As much as my aunt and uncle relished being active in the outdoors, they were equally keen on indoor pursuits: art museums, bookstores, plays and musicals, and reading, especially reading. They shared their love of each of these with me and with others liberally and in such a way that my love for all these things is core to who I am as an adult. What would have happened if I had not been brought to so many museums and plays? What if they hadn’t shared so many classics with me and continually talked about books, books, and more books? Would I be the person I am today?


It is near to impossible to draw out just one or two most significant and meaningful moments with Unk, who passed away last August, but the following certainly are two core memories. I painted Mt. Chocorua with his help when I was in third grade. Unk wanted me to try my hand at painting and taught me to use oil paint. He explained and had me practice many of his techniques as I took a scene of Mount Chocorua in a photograph and rendered it on canvas, much like he often did. Chocorua was a favorite subject for him.
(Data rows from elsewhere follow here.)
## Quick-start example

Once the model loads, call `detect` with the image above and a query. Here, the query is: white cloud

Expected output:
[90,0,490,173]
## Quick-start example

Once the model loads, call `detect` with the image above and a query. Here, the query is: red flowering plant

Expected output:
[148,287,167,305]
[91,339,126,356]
I don’t remember how many painting sessions it took me. I still have the painting, and the final product is far from spectacular, but I profoundly cherish my remembrance of his steady presence beside me, sharing his knowledge as he so often did, gently guiding me in his favorite art form.
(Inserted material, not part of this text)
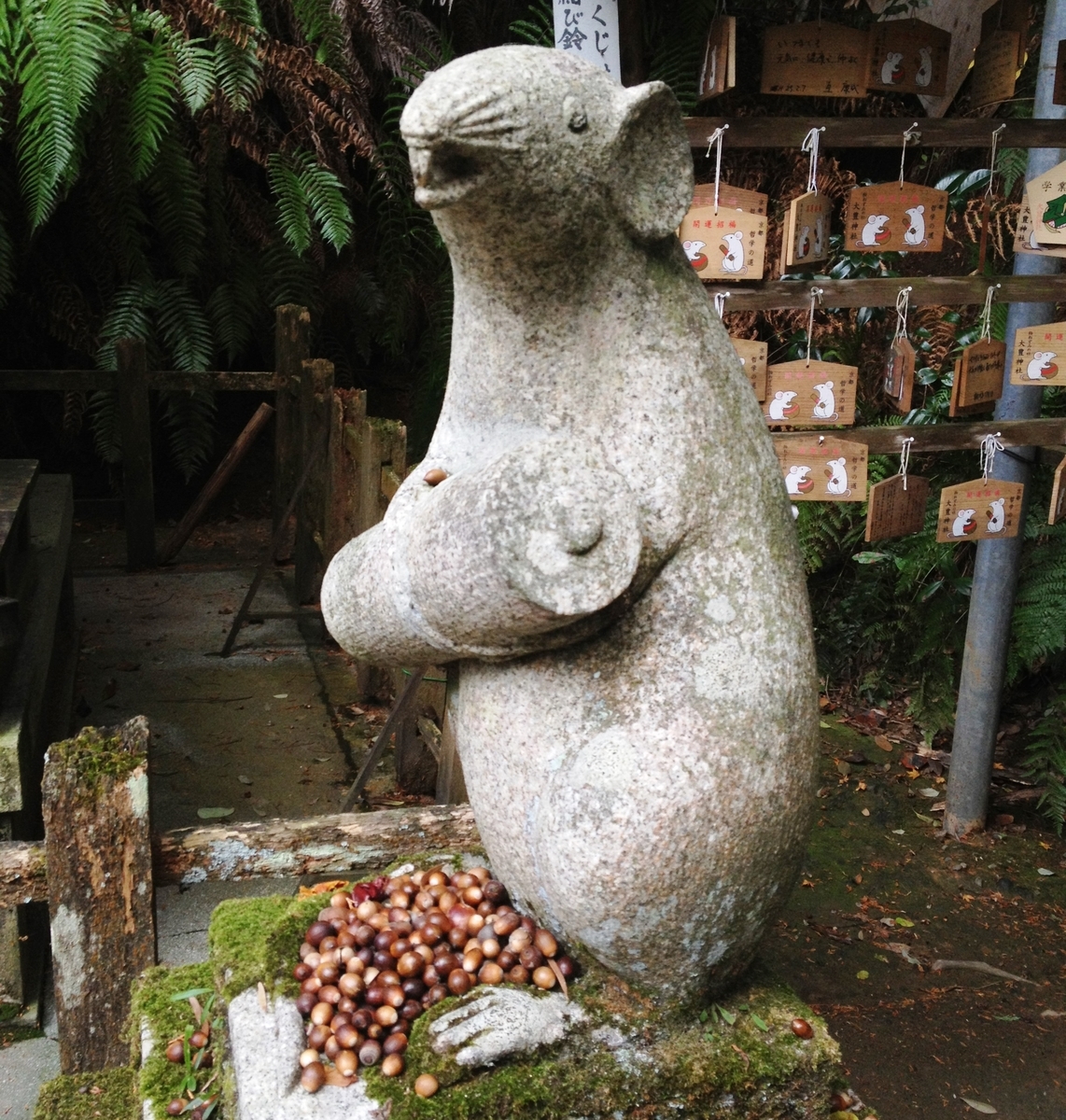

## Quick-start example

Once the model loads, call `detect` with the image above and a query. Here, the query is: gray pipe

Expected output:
[944,0,1066,838]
The other chief memory is actually a series of memories: of each time he told and retold the story of how he came to love reading. Uncle David grew up in a household where reading wasn’t a priority. His dad was a heavy drinker, a rather rough-living former Naval Seabee who loved to hunt. He had a soft side (he liked to knit), and he did actually pen a poem about his self-built hunting lodge (now our family “camp”) in the White Mountains, but from my understanding, neither he nor my grandmother were big readers. What’s more, Unk tended to be a young boy of action and mischief. Always in motion. He just couldn’t get into reading. But then there was that teacher. I don’t remember her name. I believe she entered his life around the sixth grade. She saw him as a reader and handed him a Hardy Boys book, urging him, “I think you’ll like this.” And from then on, he read all the Hardy Boys books he could get his hands on and realized, “I actually love reading. I just need to find the right books!” He spent his remaining seventy-six years finding just the right books over and over again and sharing his love for them with anyone who would listen. As a school librarian who works with middle school students, I can’t think of a more inspirational testimony to the power a loving adult can have in a child’s life when it comes to developing a love of reading. I tell all of my students every year that I firmly believe that “everyone is a reader. Some just haven’t found the right books yet.” I didn’t make this up. I’ve read this sentiment many places, but I think my very first encounter with this notion came from Unk’s relaying of his middle school experience in a Madbury, NH classroom. I think of it at least a couple of times a month as I work to spark a love for reading in my students. Not only was it a seminal memory for him; it has become, albeit secondhand, a cherished, seminal memory for me.


How did Unk manage to be both the embodiment of a Friday night: light-hearted, free, and hopeful while also a transformative figure who championed the arts and learning and reading, along with fitness and running and a love for the outdoors? It’s no wonder he needed a special pet name beyond “Uncle David.” He was no ordinary uncle. He was an extraordinary person, and “Unk” was a force larger than life in all the best possible ways. Everyone who knew him knows this, experienced this. I think we all realize how much vaster, richer, more joyful, our lives were made by knowing this over six foot tall beacon of enthusiasm and goodwill. When Friday night rolls around each week, some part of me is still registering the anticipation and pleasure of an evening that feels like getting away with something, like “playing hooky,” as Unk would say. It feels subversively liberating and promising, like it’s almost too good to be true. And yet it is. That was Unk for me. Perpetually a Friday night.